Ondanks het teruglopen van de exportportefeuille in het afgelopen jaar, waren er nog altijd meer ondernemers die positief oordeelden over de orderpositie dan er ondernemers waren die deze negatief waardeerden. Daarin is in het tweede kwartaal verandering gekomen, de ondernemers met een negatieve waardering hebben de overhand gekregen. Twintig procent van de respondenten is aan het einde van het tweede kwartaal tevreden over de exportportefeuille, 34 procent is daar ontevreden over.
Ook de verwachtingen van de orderpositie buitenland voor het derde kwartaal van 2023 zijn negatiever dan die voor de afgelopen kwartalen.

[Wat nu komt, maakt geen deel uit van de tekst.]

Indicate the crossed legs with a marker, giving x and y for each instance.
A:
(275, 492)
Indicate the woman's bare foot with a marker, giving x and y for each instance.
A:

Zeventien procent van de exporterende bedrijven verwacht een groei van de orderpositie buitenland, 32 procent verwacht een verdere krimp van de orderpositie.
De Nederlandse industrie heeft het afgelopen jaar te maken gehad met enerzijds sterk fluctuerende materiaalprijzen en anderzijds met sterk stijgende kosten. Een jaar geleden gaf 73 procent van de respondenten aan de verkoopprijzen te hebben verhoogd. Nu geeft nog 21 procent van de bedrijven aan dat te hebben gedaan. 85 procent van de respondenten geeft aan een (belangrijk) deel van de kostenstijging te kunnen doorberekenen in de verkoopprijzen, vijftien procent geeft aan dit (voor een belangrijk deel) niet te kunnen.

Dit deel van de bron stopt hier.